Beatrice Johnston recalled the three young siblings who lived nearby as the sort who gleefully ran around the neighborhood and splashed about in a small pool on the sidewalk in front of their home.

On Sunday, she watched in horror as their house became engulfed in black smoke from a fire that would kill the three children and two young cousins. Two adults escaped — one who jumped in the wading pool on the sidewalk.

"You can't explain tragedy," Johnston said.

The one-alarm fire started around 8 a.m. Sunday in a two-story stucco rowhouse in the city's Kensington neighborhood (search) and took just nine minutes to extinguish, Fire Commissioner Lloyd Ayers said.

But the attempted rescue of the children was hampered by the security bars on some of the home's windows, he said.

"The bars usually keep us from getting in and keep residents from getting out," Ayers said. "There were so many things that came together to spell disaster."

It was not known whether the home had smoke detectors.

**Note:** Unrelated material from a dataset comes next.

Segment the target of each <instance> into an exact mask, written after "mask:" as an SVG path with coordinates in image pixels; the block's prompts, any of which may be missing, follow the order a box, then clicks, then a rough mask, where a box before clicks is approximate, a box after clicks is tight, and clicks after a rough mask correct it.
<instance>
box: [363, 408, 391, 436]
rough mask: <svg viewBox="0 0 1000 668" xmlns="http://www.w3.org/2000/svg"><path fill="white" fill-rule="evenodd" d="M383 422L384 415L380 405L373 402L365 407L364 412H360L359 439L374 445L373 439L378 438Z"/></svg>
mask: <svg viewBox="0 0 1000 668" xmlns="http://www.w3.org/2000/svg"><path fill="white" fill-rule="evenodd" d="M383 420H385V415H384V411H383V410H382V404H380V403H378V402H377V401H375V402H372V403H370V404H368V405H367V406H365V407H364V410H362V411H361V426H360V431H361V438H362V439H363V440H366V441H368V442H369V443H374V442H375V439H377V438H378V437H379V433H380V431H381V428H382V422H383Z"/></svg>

Officials would not release the names or ages of the victims, but neighbors said the boy and four girls ranged in age from 6 months to 6 years old. Three were siblings and the other two were their cousins, neighbors said.

Firefighters combed through the house Sunday, carting out debris as investigators tried to determine what sparked the fire. Authorities declined to say if there were signs of foul play, but said they would be looking for possible code violations.

Two adults — who were believed to be the parents of the three siblings — managed to escape by jumping from a second-floor window. They were both seriously injured.

Irene Weal, who lives across the street, said the family lived in the home on the block of well-tended brick and stucco houses for a year or two. She called 911 when she saw the smoke and flames pouring out of the home.

"It could have happened to my kids," she said.

Investigators said they believe the fire started on the first floor. Four of the children were found on the second floor and the fifth was on the first floor.